All of the scripts I saw for the proposed Lobo movie were crap. As with Dredd and Batman, they tried to change Lobo’s character so he’d have appeal to a mass audience. In one version I saw, they even had Lobo become a bounty hunter because he needed cash to pay for his old grandmother’s medication. I wrote to the producer and told him if this was really Lobo, he’d eat his grandmother.
Looking at everything that you made in your career, from what are you more proud of?
Lobo: “The Paramilitary Xmas Special”; Batman: “Tulpa”, featuring Etrigan the Demon, around Detective Comics issues #601-603; Judge Dredd: “Democracy”; Judge Anderson: “Satan”; Anarky: The first 4-issue mini-series.
What do you like to do when you aren’t working?

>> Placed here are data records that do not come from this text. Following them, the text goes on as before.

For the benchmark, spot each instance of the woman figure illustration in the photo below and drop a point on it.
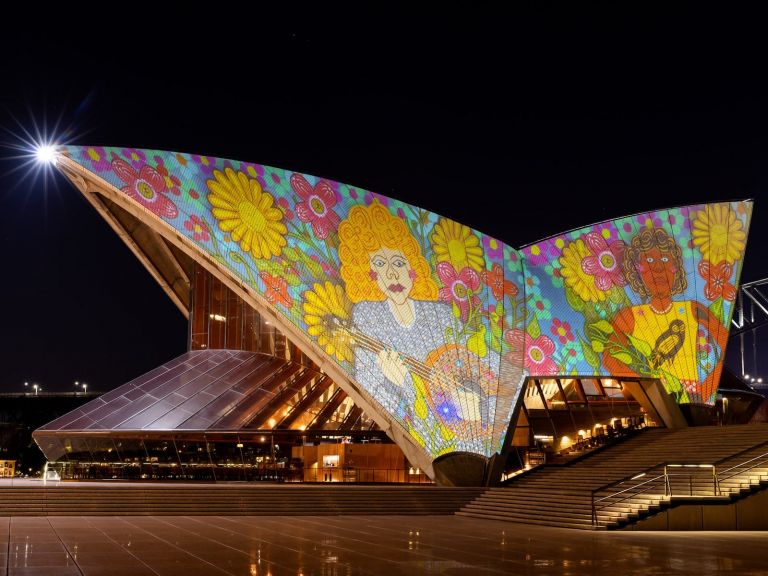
(665, 329)
(398, 322)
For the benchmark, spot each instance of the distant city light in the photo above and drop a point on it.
(46, 154)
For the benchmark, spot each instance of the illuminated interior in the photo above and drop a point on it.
(434, 330)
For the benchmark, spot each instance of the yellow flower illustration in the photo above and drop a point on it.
(455, 243)
(718, 233)
(573, 272)
(326, 310)
(247, 212)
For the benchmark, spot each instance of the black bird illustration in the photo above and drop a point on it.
(668, 344)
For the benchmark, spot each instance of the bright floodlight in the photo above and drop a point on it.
(46, 154)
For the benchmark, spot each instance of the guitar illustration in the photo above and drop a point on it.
(450, 375)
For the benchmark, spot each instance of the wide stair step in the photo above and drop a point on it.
(561, 495)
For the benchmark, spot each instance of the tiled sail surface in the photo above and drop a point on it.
(362, 275)
(649, 295)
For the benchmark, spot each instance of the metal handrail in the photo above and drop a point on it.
(717, 478)
(635, 490)
(762, 457)
(723, 460)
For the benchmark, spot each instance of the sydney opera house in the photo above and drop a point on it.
(336, 334)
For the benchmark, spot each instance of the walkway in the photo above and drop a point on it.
(371, 545)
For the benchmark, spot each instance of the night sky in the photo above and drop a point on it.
(520, 124)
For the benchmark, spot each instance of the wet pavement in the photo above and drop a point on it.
(350, 545)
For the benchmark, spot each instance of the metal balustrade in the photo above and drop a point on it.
(660, 484)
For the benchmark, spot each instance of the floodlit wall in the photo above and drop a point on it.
(439, 323)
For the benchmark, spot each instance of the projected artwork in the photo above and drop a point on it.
(647, 295)
(437, 322)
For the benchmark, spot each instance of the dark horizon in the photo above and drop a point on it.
(572, 114)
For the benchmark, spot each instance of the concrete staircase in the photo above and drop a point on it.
(79, 499)
(562, 495)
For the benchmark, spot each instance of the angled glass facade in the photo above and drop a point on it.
(431, 325)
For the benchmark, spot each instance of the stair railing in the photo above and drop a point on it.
(745, 466)
(666, 476)
(653, 481)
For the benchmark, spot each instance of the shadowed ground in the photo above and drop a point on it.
(336, 545)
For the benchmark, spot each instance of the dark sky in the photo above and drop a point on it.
(521, 124)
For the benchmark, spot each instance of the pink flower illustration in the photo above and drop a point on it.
(317, 205)
(649, 220)
(537, 355)
(206, 163)
(604, 262)
(717, 278)
(460, 288)
(98, 158)
(562, 330)
(198, 228)
(147, 187)
(135, 157)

I don’t read a lot of comics (or books of fiction) in case I find myself stealing other writers’ ideas. I read a lot about philosophy and science. I climb hills. I work in my garden. I play with my grandkids. My wife and I run an annual comics festival in our village: the Moniaive Comics Festival, Dumfries & Galloway, Scotland. We started it 5 years ago, when much of Scotland was hit by foot-and-mouth disease. Overnight, our village almost died as farm workers and forestry workers were thrown out of work. We started the festival to try to bring tourists back to the village. We get an even split. About 600 adults (who pay) and 600 kids (who get in free). We run writing, drawing and animation workshops. Star names like John Wagner, Jason Brashill, Cam Kennedy, and dozens of others turn up, at their own expense. It’s the only comics festival in Britain that gets lots of kids attending. Our next one is September 3rd and 4th.
Some time ago you created a publisher, the “Bad Press”. What happened to this project?
We created Bad Press to publish “Shit the Dog”, with art by Simon Bisley. Unfortunately our distribution deal fell through, so we ended up losing money on it. But Bad Press is still in existence. I do a lot of my ‘joke’ work via Bad Press and later this year we intend to launch a new “adult” comic, aimed mainly at dopesmokers.
Did you already visit Brazil?
I spent 3 or 4 days in Brazil a few years ago, at the Iguaçu Falls. We stayed in an expensive hotel, so didn’t really get the chance to meet ordinary people. We went whitewater rafting instead. I’d love to come back some day.